Egypt's Emerging Leaders After Morsi's Overthrow

ASSOCIATED PRESS
Sunday, July 7, 2013
A look at some of the top figures emerging in Egypt after the military removed President Mohammed Morsi:
—Interim President Adly Mansour, 67, a judge:
Mansour emerged from near-obscurity when he became head of the Supreme Constitutional Court, two days before Egypt's military chief announced that Morsi had been deposed and was to be replaced by the chief justice.
Mansour's career in the judiciary took a prominent turn in 1984, when he became a judge on the state council and then its vice president. In 1992, he was appointed vice president to the Supreme Constitutional Court. He became chief justice following his predecessor's retirement on June 30.
He was sworn in as Egypt's president on Thursday.
—Army chief and Defense Minister Gen. Abdel-Fattah el-Sissi, 58, also the defense minister:
El-Sissi stepped onto the center stage of Egyptian politics when the military on Monday gave Morsi a 48-hour ultimatum to resolve his differences with the opposition after millions took to the streets on June 30 to demand the Islamist leader leave power. On Wednesday, el-Sissi announced Morsi's removal.

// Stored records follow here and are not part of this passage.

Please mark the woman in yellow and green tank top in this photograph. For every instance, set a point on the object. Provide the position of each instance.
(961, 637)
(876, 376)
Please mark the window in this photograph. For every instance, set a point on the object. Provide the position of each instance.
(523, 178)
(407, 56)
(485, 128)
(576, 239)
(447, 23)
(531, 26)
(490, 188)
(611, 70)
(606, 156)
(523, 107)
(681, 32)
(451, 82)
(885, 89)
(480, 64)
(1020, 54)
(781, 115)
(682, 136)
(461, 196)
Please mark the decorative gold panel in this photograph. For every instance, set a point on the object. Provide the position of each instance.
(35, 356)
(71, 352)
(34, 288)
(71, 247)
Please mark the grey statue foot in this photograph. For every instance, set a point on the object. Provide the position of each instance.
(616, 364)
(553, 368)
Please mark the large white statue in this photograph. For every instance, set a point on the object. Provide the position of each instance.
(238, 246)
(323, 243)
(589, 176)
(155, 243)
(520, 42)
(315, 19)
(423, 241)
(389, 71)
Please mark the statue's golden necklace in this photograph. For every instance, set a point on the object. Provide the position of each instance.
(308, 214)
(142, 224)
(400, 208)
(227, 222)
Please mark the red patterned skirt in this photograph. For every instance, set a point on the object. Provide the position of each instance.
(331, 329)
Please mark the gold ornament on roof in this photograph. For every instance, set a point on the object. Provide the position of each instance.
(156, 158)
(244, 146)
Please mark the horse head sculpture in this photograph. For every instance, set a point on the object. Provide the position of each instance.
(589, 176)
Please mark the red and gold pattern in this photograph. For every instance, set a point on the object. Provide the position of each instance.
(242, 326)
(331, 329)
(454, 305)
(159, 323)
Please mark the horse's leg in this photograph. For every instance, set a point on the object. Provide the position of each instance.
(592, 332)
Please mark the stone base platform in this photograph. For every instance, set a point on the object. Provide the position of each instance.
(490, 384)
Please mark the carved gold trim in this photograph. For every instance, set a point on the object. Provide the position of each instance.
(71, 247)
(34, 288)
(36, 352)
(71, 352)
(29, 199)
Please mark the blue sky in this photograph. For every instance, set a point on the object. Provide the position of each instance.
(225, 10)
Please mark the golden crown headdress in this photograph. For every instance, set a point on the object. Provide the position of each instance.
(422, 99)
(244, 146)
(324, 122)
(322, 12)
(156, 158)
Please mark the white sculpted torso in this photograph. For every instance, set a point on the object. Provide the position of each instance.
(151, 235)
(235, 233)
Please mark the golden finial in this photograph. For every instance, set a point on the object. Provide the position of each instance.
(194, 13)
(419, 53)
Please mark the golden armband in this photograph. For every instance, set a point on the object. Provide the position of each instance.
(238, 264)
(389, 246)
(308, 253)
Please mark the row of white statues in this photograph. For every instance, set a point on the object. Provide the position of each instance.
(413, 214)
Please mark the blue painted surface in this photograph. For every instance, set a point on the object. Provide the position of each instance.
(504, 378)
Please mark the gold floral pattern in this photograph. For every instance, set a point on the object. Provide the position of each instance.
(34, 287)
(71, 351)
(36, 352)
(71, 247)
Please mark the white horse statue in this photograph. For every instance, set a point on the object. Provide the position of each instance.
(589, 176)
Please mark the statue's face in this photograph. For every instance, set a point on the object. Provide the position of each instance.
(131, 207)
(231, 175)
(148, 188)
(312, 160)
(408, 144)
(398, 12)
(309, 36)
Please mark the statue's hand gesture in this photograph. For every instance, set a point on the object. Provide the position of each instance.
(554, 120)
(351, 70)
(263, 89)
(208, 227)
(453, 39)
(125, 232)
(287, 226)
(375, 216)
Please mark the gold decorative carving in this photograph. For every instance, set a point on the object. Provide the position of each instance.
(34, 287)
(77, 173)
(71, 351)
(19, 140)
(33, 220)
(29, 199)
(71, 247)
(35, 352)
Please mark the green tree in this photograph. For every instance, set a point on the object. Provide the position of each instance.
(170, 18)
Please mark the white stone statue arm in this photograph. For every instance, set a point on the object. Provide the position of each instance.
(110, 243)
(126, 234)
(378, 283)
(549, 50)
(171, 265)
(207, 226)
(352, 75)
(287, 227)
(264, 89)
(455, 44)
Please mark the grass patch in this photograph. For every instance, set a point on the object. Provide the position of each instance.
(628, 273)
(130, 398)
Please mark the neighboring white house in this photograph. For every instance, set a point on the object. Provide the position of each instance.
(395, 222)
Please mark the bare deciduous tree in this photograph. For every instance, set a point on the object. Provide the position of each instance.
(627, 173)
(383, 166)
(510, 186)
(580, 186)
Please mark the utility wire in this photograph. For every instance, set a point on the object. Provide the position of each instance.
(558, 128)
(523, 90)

A graduate of the Egyptian military academy and the U.S. Army War College, el-Sissi was appointed commander in chief of the Egyptian armed forces in August 2012, replacing Field Marshall Mohammed Hussein Tantawi, who was ordered into retirement by Morsi.
—Ziad Bahaa-Eldin of the Egyptian Social Democratic Party:
Bahaa-Eldin has been widely tipped as the consensus candidate to become prime minister for the transitional government. Comparatively young for an Egyptian politician at 48, he is a widely respected Western-educated lawyer with a degree from the London School of Economics who set up the government's financial regulatory body overseeing capital markets after heading the business-friendly investment agency.
While he did work in the government of deposed President Hosni Mubarak, he was never seen as a real member of the regime. He quickly sided with the 2011 uprising and joined one of the new political parties formed after Mubarak's ouster, a left-of-center party that believes in a market economy that takes into account the needs of the workers. He won a seat in the first parliament after Mubarak's fall, representing the southern governorate of Assuit.
On Thursday he called for building a new system based on inclusiveness and respect for law and "does not use the weapons of our rivals in treating them."
—Mohammed ElBaradei, former director of the U.N. nuclear watchdog agency:
Originally pegged to be prime minister, the 71-year-old Nobel Peace Prize laureate was opposed by conservatives and may now become vice president in the interim government.
With a long career on the international scene, ElBaradei served as an Egyptian diplomat to the United Nations and later as an aide to Egypt's foreign minister. He was the director general of the International Atomic Energy Agency for nearly 12 years. He and the IAEA shared the Nobel Peace Prize in 2005.
After popular protests toppled Mubarak in February 2011, ElBaradei emerged as a democracy advocate and later as an opposition leader in the National Salvation Front. After a series of widely criticized moves by Morsi, ElBaradei said members of the dominant Muslim Brotherhood lived "in a delusion" for thinking they could manage the country on their own.